There was plenty of laughter during the ceremony, between Star Trek: The Next Generation references by Josh Allard, the wonderful friend who officiated; a rambunctious toddler flower boy; and an escaping wedding ring. Andy and Emily are both actors and writers, which meant they made the ceremony as inclusive as all such ceremonies should be.
They exchanged rings, and kissed, and became the newly-married Emily Bates and Andy Berlien.
Later came the cocktail hour and the dinner (pizza from Gino's East because, hey, they're from Chicago, so that's exactly what was called for), and hugs and laughter.
My brother Mac, resplendent in his RCMP dress uniform, announced Andy and Emily to the gathered guests, using his most official and stentorian voice to do so.
So many people became part of the day - my beloved brother; found family, like Gonzo and Dr. Bob (Sandy and Bob Andina), and Jack Targonski; friends of Andy's who have long been friends of ours, like Gordy Andina, (Gonzo's and Doctor Bob's son, and Andy's oldest friend) and Sarah Fields, the daughter of my heart and Andy's sister of the heart, and so many more; and even friends we were delightedly surprised to have join us, like Neil Rest and Mike Butler.
Bob toasted the couple, speaking about the difference between a contract and a covenant, asking those gathered with us to toast the covenant between Andy and Emily.
They danced their dance, smooth and practiced, because they are performers, and it delighted them to delight us by doing so.
Emily danced with her father, and her father then beckoned to Emily's mother and her husband to take part in the dance, an act of extraordinary grace that brought a lump to my throat.
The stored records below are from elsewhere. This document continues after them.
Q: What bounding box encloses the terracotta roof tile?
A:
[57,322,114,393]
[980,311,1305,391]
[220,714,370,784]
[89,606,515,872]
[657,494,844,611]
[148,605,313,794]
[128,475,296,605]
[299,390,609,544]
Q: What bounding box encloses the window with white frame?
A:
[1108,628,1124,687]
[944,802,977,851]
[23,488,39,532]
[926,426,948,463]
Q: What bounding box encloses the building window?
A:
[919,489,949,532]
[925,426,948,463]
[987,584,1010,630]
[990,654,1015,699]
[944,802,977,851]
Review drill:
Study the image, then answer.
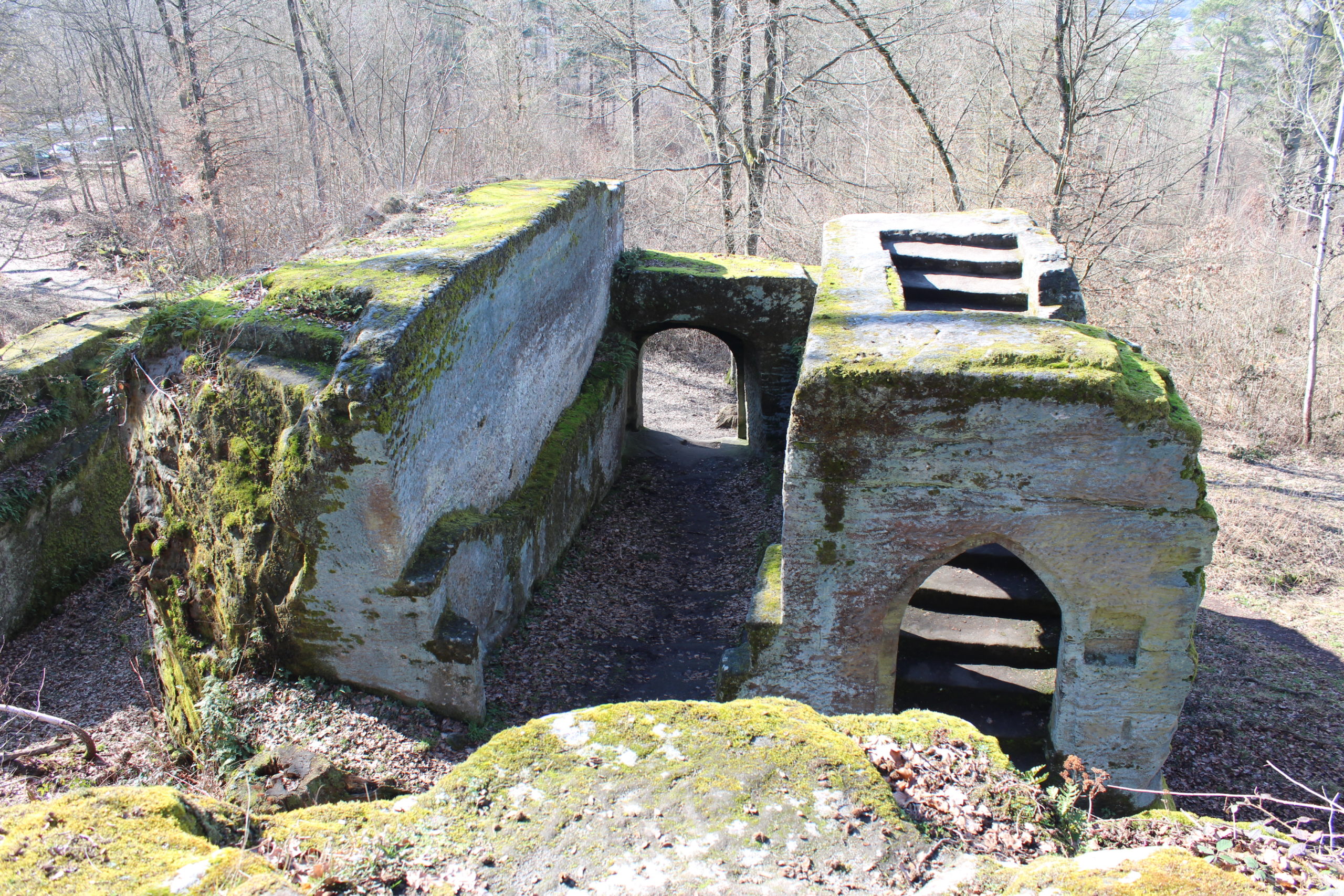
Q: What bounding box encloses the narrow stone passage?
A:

By the end of the dance, Emily's two sisters had joined in, everyone with their arms around each other.
Finally, I was summoned to the dance floor to dance with my son. I didn't know what music he would choose, possibly Moulin Rouge, I thought, the short and quirky Tim Buckley song we both liked?
Instead, Peter Gabriel's Solsbury Hill began playing, and my son began pogo-ing to the music. No sedate dance for Andy and me, I realized. That's not us. We danced around each other, and sang the song to each other, our hands to our breasts beating out "my heart going 'boom, boom, boom!'" every time the phrase came round.
We urged those watching us to clap, by virtue of our own clapping. We jumped high, and often, and heard everyone singing along with us. As the song swelled to its end, Andy beckoned everyone to come dance with us, while my own 62-year-old heart went boom-boom-boom, and I realized anew how much I loved my son, even if he was bidding fair to kill his couch-potato mother with such musical cardio.
He told me later that he chose the song because it always made him think of me. He's wise; the song always makes me cry, mostly for joy.
The wedding was about Andy, and Emily, and our dance was just a tiny part of the whole, but it fit the day that Andy and Emily created for themselves; it fit the way they chose to create an outward and visible sign of an inward and spiritual grace,
After all, a wedding is also about family - finding one's family, and drawing people in to join the circle, and starting new branches that still are part of the old trees. We have a new daughter, and Emily's family has a new son.
And I am blessed to have been part of the day.